Gao and his research team characterize the nanoparticles as core-shell cubic nanoparticles. The cubes are created in a solution containing the target molecule the researchers intend to monitor—like vitamin C. As the monomers come together to form a polymer, the target molecule, which in this case is vitamin C, becomes trapped within the cubic nanoparticles. Subsequently, a solvent is utilized to selectively extract the vitamin C molecules, leaving a polymer shell adorned with holes that are precisely shaped to fit the vitamin C molecules—similar to synthetic antibodies that recognize only specific molecular shapes.
Crucially, in this latest research, the team combines these specially constructed polymers with a nickel hexacyanoferrate (NiHCF) nanoparticle core. This material can either be oxidized or reduced when an electrical voltage is applied and comes into contact with human sweat or other bodily fluids. Taking the vitamin C example again, the fluid will interact with the NiHCF core as long as the vitamin C-shaped holes remain unoccupied, generating an electrical signal.
When vitamin C molecules come into contact with the polymer, they fit into these holes, blocking sweat or other bodily fluids from reaching the core. This results in a decrease in the electrical signal. Therefore, the intensity of the electrical signal indicates the concentration of vitamin C present.
“The core is essential. The nickel hexacyanoferrate core remains highly stable, even in biological fluids, making these sensors perfect for long-term monitoring,” explains Gao, who is also an Investigator at the Heritage Medical Research Institute and a Ronald and JoAnne Willens Scholar.
The newly designed core-shell nanoparticles are highly adaptable and can be utilized in printing sensor arrays that assess the levels of various amino acids, metabolites, hormones, or medications in sweat or bodily fluids simply by employing different nanoparticle “inks” in a single printed array. For instance, in the research described in the paper, the team printed nanoparticles that bind to vitamin C alongside other nanoparticles that bind to the amino acid tryptophan and creatinine, a biomarker frequently evaluated for kidney function. All these nanoparticles were combined into a single sensor, which was then mass-produced.

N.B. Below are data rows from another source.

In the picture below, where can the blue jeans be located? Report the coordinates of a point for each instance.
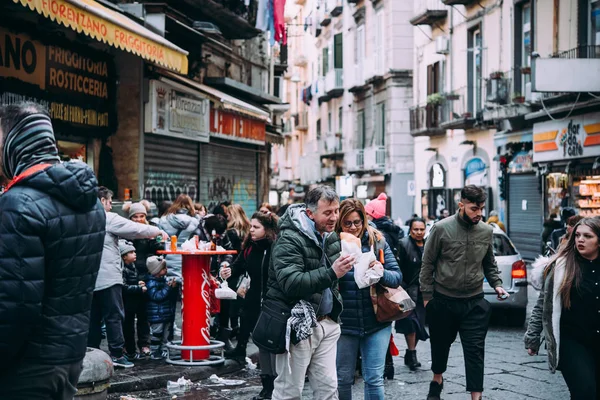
(373, 349)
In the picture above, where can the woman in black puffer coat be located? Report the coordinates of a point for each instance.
(361, 332)
(254, 261)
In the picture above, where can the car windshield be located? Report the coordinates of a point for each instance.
(503, 246)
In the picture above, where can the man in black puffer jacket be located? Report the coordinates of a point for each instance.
(51, 237)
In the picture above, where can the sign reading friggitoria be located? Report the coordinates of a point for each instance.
(567, 139)
(75, 84)
(171, 112)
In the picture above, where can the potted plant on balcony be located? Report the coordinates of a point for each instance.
(497, 75)
(435, 99)
(518, 98)
(451, 96)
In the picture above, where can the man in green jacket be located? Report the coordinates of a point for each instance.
(457, 256)
(306, 265)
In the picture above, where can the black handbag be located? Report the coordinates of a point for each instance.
(270, 329)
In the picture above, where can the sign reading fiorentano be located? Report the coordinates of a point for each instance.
(76, 85)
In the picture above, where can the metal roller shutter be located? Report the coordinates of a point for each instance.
(170, 168)
(525, 226)
(228, 174)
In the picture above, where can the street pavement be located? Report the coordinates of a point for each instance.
(510, 373)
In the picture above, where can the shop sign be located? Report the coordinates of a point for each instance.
(172, 113)
(575, 137)
(110, 27)
(476, 172)
(521, 162)
(75, 84)
(437, 176)
(233, 126)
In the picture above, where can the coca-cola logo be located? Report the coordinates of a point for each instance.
(571, 140)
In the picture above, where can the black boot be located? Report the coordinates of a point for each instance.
(435, 390)
(388, 371)
(239, 353)
(268, 386)
(410, 360)
(223, 336)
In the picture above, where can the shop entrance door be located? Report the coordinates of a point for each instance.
(525, 214)
(228, 174)
(170, 168)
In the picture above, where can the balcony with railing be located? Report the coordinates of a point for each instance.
(582, 62)
(459, 2)
(355, 160)
(310, 165)
(425, 120)
(374, 158)
(428, 12)
(373, 72)
(357, 83)
(288, 128)
(508, 95)
(300, 60)
(330, 146)
(334, 83)
(455, 110)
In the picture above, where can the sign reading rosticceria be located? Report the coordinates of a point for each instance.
(76, 85)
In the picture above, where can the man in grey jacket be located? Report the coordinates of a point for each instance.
(107, 304)
(457, 256)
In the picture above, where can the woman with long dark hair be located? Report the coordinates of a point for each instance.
(179, 220)
(254, 261)
(410, 253)
(568, 311)
(361, 332)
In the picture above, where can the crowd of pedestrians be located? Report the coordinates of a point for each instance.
(72, 271)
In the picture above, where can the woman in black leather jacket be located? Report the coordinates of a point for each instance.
(254, 261)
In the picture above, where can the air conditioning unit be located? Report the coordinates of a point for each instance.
(531, 97)
(497, 91)
(442, 45)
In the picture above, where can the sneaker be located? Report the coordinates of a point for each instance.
(435, 390)
(122, 362)
(145, 352)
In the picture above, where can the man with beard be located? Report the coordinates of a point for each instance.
(457, 256)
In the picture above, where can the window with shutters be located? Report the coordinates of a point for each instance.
(360, 130)
(379, 42)
(318, 129)
(338, 51)
(359, 53)
(325, 60)
(379, 137)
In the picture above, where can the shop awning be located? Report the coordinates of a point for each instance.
(226, 101)
(113, 28)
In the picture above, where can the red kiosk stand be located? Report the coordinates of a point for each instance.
(195, 343)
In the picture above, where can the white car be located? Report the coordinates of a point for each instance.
(513, 272)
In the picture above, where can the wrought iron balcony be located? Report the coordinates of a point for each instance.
(425, 121)
(334, 83)
(428, 12)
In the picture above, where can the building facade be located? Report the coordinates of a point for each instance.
(350, 94)
(484, 114)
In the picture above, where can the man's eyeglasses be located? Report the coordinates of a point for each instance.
(357, 223)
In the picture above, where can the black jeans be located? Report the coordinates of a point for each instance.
(40, 382)
(470, 318)
(580, 366)
(249, 318)
(135, 305)
(107, 305)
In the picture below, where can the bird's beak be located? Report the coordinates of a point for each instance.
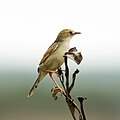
(77, 33)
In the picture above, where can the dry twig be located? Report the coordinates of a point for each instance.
(77, 57)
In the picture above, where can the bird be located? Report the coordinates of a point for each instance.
(53, 58)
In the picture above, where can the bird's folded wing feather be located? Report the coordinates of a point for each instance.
(50, 50)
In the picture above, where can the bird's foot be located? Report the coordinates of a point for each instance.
(57, 89)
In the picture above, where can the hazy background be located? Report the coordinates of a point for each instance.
(28, 27)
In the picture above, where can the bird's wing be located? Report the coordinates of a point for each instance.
(50, 50)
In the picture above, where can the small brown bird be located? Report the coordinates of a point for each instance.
(53, 58)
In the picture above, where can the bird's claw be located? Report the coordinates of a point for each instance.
(55, 90)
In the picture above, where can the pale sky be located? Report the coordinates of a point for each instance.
(29, 27)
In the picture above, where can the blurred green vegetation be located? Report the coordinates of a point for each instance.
(101, 89)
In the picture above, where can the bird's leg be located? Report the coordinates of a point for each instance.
(51, 71)
(57, 87)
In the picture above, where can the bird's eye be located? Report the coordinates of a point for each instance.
(71, 32)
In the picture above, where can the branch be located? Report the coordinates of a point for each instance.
(77, 57)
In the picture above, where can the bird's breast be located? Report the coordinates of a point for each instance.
(55, 60)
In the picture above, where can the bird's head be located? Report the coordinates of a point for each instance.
(66, 34)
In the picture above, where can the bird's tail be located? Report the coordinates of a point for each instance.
(35, 85)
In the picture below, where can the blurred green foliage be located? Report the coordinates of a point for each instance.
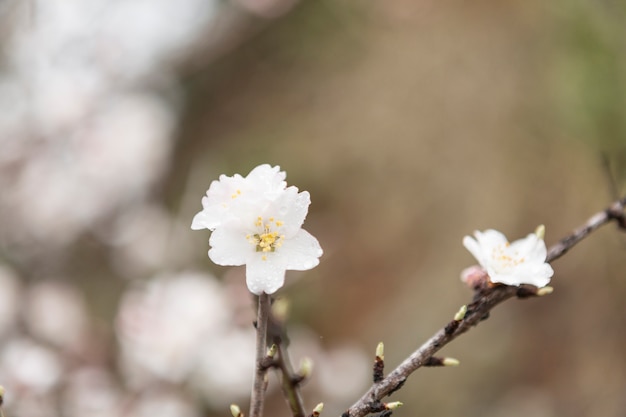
(591, 78)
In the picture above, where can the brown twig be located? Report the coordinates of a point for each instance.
(260, 381)
(484, 300)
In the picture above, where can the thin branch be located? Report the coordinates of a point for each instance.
(484, 300)
(260, 380)
(291, 383)
(290, 380)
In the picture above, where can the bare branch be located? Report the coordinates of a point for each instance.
(290, 380)
(485, 298)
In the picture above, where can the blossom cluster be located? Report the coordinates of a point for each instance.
(257, 221)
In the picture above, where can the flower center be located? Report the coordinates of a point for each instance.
(505, 258)
(268, 239)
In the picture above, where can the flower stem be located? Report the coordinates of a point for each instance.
(260, 382)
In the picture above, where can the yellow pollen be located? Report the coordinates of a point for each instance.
(506, 260)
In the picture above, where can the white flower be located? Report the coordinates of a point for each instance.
(520, 262)
(226, 197)
(257, 222)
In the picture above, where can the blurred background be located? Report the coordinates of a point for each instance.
(411, 123)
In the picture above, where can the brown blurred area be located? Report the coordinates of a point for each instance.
(412, 124)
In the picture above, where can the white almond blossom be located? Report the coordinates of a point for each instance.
(516, 263)
(229, 196)
(257, 222)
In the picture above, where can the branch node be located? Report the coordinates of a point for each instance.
(379, 363)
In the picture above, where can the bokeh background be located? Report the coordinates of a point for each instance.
(411, 123)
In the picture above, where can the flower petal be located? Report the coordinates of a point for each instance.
(301, 251)
(229, 245)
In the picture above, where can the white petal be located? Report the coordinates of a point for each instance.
(291, 208)
(490, 239)
(264, 275)
(301, 252)
(229, 245)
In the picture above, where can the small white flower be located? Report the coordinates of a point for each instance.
(257, 222)
(516, 263)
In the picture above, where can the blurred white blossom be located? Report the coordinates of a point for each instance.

These three molecules are significant in studies focusing on patients with long COVID.
In a similar fashion, the researchers also printed nanoparticles-based wearable sensors that specifically targeted three distinct antitumor drugs on separate sensors, followed by testing on cancer patients at City of Hope.
“To showcase the capabilities of this technology, we were able to remotely track the quantity of cancer drugs present in the body at any moment,” Gao states. “This paves the way towards personalizing dosages not just for cancer but for numerous other medical conditions as well.”
Additionally, the paper reveals that the team demonstrated the ability to print sensors that can be implanted just beneath the skin to accurately measure drug levels within the body.